Cell competition: New insights into tumor formation and E-cadherin!

Cell competition: New insights into tumor formation and E-cadherin!

The complexity of multicellular organisms, especially in humans, is reflected in the multitude of cell types that have specific properties and functions. Deviations from this evolutionary blueprint are not just theoretical concepts, but can have serious consequences, such as developmental disorders and illnesses. Mechanisms for quality control of cell aggregates are therefore essential to maintain the integrity of tissues and organs. FAU reports that a central mechanism known as “cell competition” summarizes these surveillance processes and ensures the health of the cell community.
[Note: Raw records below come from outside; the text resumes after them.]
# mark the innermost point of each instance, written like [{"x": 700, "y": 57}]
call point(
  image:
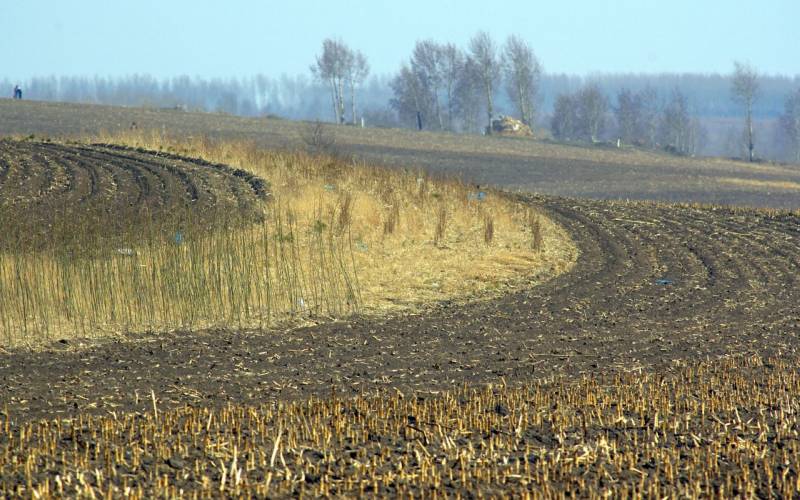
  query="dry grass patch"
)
[
  {"x": 718, "y": 429},
  {"x": 334, "y": 237},
  {"x": 414, "y": 239}
]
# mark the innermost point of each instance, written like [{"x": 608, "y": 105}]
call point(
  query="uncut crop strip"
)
[
  {"x": 131, "y": 242},
  {"x": 725, "y": 428}
]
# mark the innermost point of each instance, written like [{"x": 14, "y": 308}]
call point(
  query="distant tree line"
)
[{"x": 445, "y": 87}]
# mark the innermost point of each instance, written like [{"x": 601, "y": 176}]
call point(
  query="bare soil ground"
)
[
  {"x": 656, "y": 286},
  {"x": 105, "y": 190},
  {"x": 599, "y": 172}
]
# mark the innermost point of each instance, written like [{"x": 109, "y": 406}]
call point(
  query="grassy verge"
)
[
  {"x": 336, "y": 237},
  {"x": 716, "y": 429}
]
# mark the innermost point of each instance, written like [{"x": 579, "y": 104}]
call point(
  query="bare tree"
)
[
  {"x": 745, "y": 90},
  {"x": 628, "y": 112},
  {"x": 650, "y": 114},
  {"x": 522, "y": 73},
  {"x": 592, "y": 107},
  {"x": 452, "y": 66},
  {"x": 483, "y": 53},
  {"x": 426, "y": 61},
  {"x": 564, "y": 121},
  {"x": 790, "y": 122},
  {"x": 410, "y": 97},
  {"x": 357, "y": 72},
  {"x": 332, "y": 67},
  {"x": 468, "y": 97}
]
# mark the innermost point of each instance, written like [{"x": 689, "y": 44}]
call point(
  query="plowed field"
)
[{"x": 54, "y": 192}]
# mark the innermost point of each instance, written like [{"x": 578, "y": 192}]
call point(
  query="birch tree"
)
[
  {"x": 790, "y": 122},
  {"x": 483, "y": 53},
  {"x": 357, "y": 72},
  {"x": 332, "y": 67},
  {"x": 522, "y": 73},
  {"x": 745, "y": 91}
]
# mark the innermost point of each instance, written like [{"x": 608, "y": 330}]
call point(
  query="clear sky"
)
[{"x": 240, "y": 38}]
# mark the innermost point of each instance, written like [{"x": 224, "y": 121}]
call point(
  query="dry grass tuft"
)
[
  {"x": 332, "y": 237},
  {"x": 715, "y": 429}
]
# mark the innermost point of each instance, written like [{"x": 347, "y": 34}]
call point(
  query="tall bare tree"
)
[
  {"x": 468, "y": 97},
  {"x": 522, "y": 73},
  {"x": 483, "y": 53},
  {"x": 591, "y": 111},
  {"x": 650, "y": 113},
  {"x": 332, "y": 67},
  {"x": 628, "y": 112},
  {"x": 745, "y": 91},
  {"x": 410, "y": 97},
  {"x": 563, "y": 124},
  {"x": 790, "y": 122},
  {"x": 427, "y": 62},
  {"x": 452, "y": 61},
  {"x": 357, "y": 72}
]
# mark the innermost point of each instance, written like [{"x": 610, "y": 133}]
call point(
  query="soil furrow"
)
[{"x": 608, "y": 314}]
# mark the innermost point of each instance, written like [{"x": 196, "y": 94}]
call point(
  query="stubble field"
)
[{"x": 664, "y": 362}]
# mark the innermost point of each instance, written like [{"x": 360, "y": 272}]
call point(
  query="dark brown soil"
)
[
  {"x": 653, "y": 284},
  {"x": 51, "y": 194},
  {"x": 587, "y": 171}
]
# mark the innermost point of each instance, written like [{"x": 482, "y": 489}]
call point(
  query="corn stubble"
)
[
  {"x": 332, "y": 238},
  {"x": 715, "y": 429}
]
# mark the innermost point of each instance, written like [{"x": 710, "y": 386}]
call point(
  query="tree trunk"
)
[
  {"x": 335, "y": 103},
  {"x": 750, "y": 146},
  {"x": 489, "y": 108},
  {"x": 353, "y": 100}
]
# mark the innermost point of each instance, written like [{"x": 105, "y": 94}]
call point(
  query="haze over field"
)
[{"x": 240, "y": 38}]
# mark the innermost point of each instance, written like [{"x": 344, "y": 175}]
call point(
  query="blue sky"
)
[{"x": 241, "y": 38}]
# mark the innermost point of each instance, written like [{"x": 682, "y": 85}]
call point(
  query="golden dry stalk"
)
[{"x": 714, "y": 429}]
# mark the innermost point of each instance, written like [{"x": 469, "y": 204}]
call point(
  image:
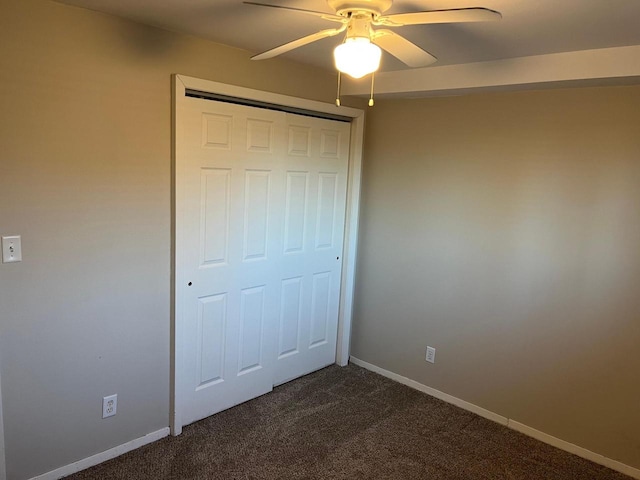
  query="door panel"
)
[{"x": 263, "y": 220}]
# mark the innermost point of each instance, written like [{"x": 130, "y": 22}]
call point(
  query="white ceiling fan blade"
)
[
  {"x": 457, "y": 15},
  {"x": 299, "y": 43},
  {"x": 401, "y": 48},
  {"x": 326, "y": 16}
]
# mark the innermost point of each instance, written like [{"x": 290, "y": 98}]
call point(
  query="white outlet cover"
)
[
  {"x": 431, "y": 355},
  {"x": 11, "y": 249},
  {"x": 109, "y": 405}
]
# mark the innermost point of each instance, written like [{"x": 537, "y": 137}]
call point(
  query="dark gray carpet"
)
[{"x": 348, "y": 423}]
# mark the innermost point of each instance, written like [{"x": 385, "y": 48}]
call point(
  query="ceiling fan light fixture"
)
[{"x": 357, "y": 57}]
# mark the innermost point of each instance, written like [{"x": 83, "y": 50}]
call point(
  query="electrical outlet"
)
[
  {"x": 431, "y": 355},
  {"x": 11, "y": 249},
  {"x": 109, "y": 405}
]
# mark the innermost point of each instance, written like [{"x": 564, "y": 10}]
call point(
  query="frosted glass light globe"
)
[{"x": 357, "y": 57}]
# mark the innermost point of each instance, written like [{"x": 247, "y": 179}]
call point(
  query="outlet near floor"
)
[
  {"x": 431, "y": 355},
  {"x": 109, "y": 405}
]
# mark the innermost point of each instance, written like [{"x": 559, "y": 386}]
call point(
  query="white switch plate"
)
[
  {"x": 109, "y": 405},
  {"x": 11, "y": 249},
  {"x": 431, "y": 355}
]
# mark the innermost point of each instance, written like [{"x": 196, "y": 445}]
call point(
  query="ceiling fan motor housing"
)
[{"x": 345, "y": 7}]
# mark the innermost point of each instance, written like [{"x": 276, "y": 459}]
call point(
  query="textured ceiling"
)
[{"x": 531, "y": 27}]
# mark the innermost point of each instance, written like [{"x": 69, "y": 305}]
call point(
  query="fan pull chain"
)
[{"x": 371, "y": 97}]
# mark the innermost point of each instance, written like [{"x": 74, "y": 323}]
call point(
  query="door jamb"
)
[{"x": 180, "y": 84}]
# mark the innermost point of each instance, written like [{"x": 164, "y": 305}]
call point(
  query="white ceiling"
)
[{"x": 528, "y": 28}]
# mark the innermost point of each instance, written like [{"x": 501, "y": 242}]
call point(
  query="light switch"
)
[{"x": 11, "y": 249}]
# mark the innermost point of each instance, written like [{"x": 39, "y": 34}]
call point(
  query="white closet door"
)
[
  {"x": 261, "y": 228},
  {"x": 311, "y": 263}
]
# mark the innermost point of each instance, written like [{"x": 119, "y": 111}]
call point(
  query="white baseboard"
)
[
  {"x": 103, "y": 456},
  {"x": 531, "y": 432},
  {"x": 575, "y": 449},
  {"x": 433, "y": 392}
]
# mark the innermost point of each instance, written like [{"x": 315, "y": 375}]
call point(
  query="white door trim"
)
[{"x": 180, "y": 84}]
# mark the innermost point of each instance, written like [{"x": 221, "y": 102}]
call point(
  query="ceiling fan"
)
[{"x": 360, "y": 52}]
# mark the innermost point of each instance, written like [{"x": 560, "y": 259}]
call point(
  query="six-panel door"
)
[{"x": 263, "y": 225}]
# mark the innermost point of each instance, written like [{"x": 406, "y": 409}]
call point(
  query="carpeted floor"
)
[{"x": 347, "y": 423}]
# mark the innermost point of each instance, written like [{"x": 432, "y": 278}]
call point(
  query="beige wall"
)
[
  {"x": 504, "y": 230},
  {"x": 85, "y": 178}
]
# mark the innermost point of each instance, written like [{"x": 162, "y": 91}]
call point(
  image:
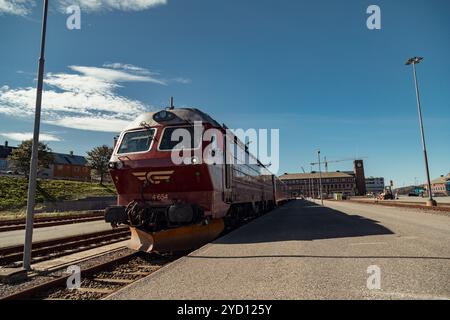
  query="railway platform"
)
[{"x": 304, "y": 251}]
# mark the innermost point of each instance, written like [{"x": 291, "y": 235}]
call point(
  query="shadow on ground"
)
[{"x": 303, "y": 220}]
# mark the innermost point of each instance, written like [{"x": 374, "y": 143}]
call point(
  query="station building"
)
[
  {"x": 308, "y": 184},
  {"x": 374, "y": 185},
  {"x": 5, "y": 151},
  {"x": 349, "y": 183},
  {"x": 65, "y": 166},
  {"x": 441, "y": 185}
]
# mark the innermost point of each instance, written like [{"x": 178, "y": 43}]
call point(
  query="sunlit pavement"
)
[{"x": 304, "y": 251}]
Cells in a tissue constantly adapt their properties to those of their neighbors by comparing their fitness levels. In this competition, the “winner” cells survive while the “loser” cells die. Failure of these control mechanisms can have serious consequences, including tumor formation. An international research team recently identified a new strategy that enables winning cells to emerge in mechanical cell competition. These cells can successfully transfer high mechanical forces to their surroundings and thus gain a decisive competitive advantage.

Mechanical forces and tumorigenesis

The study showed that high mechanical force fluctuations occur at the interfaces between mutant and healthy cells, which are crucial for the elimination of less efficient cells. This calls into question the assumption that winner cells only cause the death of loser cells by compressing them. Rather, the competitive advantage is based on the cells' active resistance to their elimination. Additional research emphasize that the cell-cell adhesion protein E-cadherin plays a crucial role in these processes.

Prof. Benoît Ladoux and his team are investigating in detail the connections between adhesion, mechanical signal transmission and biochemical processes. This combination of mechanical measurements and biological interventions has provided crucial clues about the role of E-cadherin. Surprisingly, the results show that cells are not systematically eliminated under high mechanical pressure, suggesting complex mechanisms of cell interaction.

Influence of E-cadherin on metastasis

The metastatic ability of E-cadherin-expressing tumor cells was also examined. Research has shown that downregulation of E-cadherin's adhesive activity is crucial, not the amount of the protein. This raises questions about the treatment of cancer and the influence of monoclonal antibodies. These antibodies enhance the adhesive activity of E-cadherin, which could influence the metastasis of E-cadherin-positive cells. In studies with the 4T1 mouse mammary carcinoma cell line, it was found that the use of activating monoclonal antibodies resulted in significant differences in the number of metastases.

In the control of mesh transfer and cell adhesion, a significant decrease in metastatic cells was observed in mice treated with activating antibodies. These results suggest that activation of E-cadherin adhesion inhibits metastatic progression, while primary tumors showed no significant differences in proliferation or E-cadherin expression.

Additionally, research is also investigating germline HDCG mutations in E-cadherin, which are associated with diffuse gastric cancer. These mutations affect cell adhesion and its activation, with some mutations significantly affecting adhesion. These findings open up new perspectives for research into tumor biology and offer starting points for therapeutic measures.

The comprehensive analysis of such complex biological processes could have significant implications for the treatment and understanding of diseases such as cancer, acute inflammation and other biological phenomena.